Sixth-generation (6G) wireless networks are expected to support immersive and mission-critical applications requiring ultra-reliable communication, sub-second responsiveness, and multi-Gbps data rates. Dense small-cell deployments are a key enabler of these capabilities; however, the large number of candidate cells available to mobile users makes efficient user-cell association increasingly complex. Conventional signal-strength-based or heuristic approaches often lead to load imbalance, increased latency, packet loss, and inefficient utilization of radio resources. To address these challenges, this paper proposes a Knowledge-Defined Networking (KDN) framework for intelligent user association in dense 6G small-cell environments. The proposed architecture integrates the knowledge, control, and data planes to enable adaptive, data-driven decision-making. Small-cell conditions are modeled using queueing-theoretic indicators that capture traffic load and waiting-time dynamics. Based on these indicators, a joint optimization objective reflecting latency and packet loss is formulated and solved via Lagrangian relaxation to obtain globally guided association policies. These optimization outcomes are then used to supervise a lightweight Learning Vector Quantization (LVQ) model, enabling fast and scalable inference at the network edge. Extensive NS-3 simulations under varying mobility, traffic load, packet size, and network density demonstrate that the proposed approach consistently outperforms conventional baselines. The framework reduces average latency by 30-45% in high-mobility and heavy-traffic scenarios and decreases packet loss by more than 35% under congestion. The results confirm that combining optimization-driven knowledge with lightweight learning enables scalable, QoS-aware user association for future dense 6G networks.
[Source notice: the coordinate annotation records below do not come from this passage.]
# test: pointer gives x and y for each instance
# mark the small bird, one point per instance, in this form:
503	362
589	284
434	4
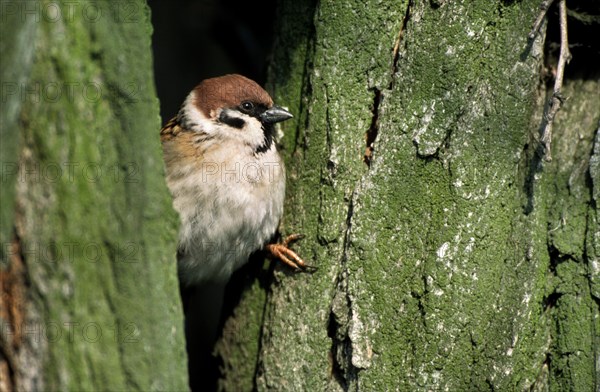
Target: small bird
226	177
翻译：第六代（6G）无线网络需支持沉浸式与关键任务型应用，这些应用要求具备超高可靠性通信、亚秒级响应能力及多Gbps数据速率。密集小基站部署是实现这些能力的关键使能因素；然而，移动用户可接入的候选基站数量庞大，使得高效的用户-基站关联日益复杂。传统的基于信号强度或启发式方法常导致负载不均衡、时延增加、丢包及无线资源利用效率低下。为应对这些挑战，本文提出一种面向密集6G小基站环境的智能用户关联的知识定义网络（KDN）框架。该架构融合知识平面、控制平面与数据平面，以实现自适应、数据驱动的决策。小基站状态通过排队论指标建模，以捕捉业务负载与等待时间动态特性。基于这些指标，构建了反映时延与丢包的联合优化目标，并通过拉格朗日松弛法求解，以获得全局引导的关联策略。这些优化结果随后用于监督轻量级学习向量量化（LVQ）模型，从而在网络边缘实现快速可扩展的推理。在不同移动性、业务负载、数据包大小及网络密度下进行的广泛NS-3仿真表明，所提方法持续优于传统基线方案。该框架在高移动性与高业务负载场景下将平均时延降低30-45%，在拥塞条件下将丢包率减少超过35%。结果证实，将优化驱动知识与轻量级学习相结合，可为未来密集6G网络实现可扩展、服务质量感知的用户关联。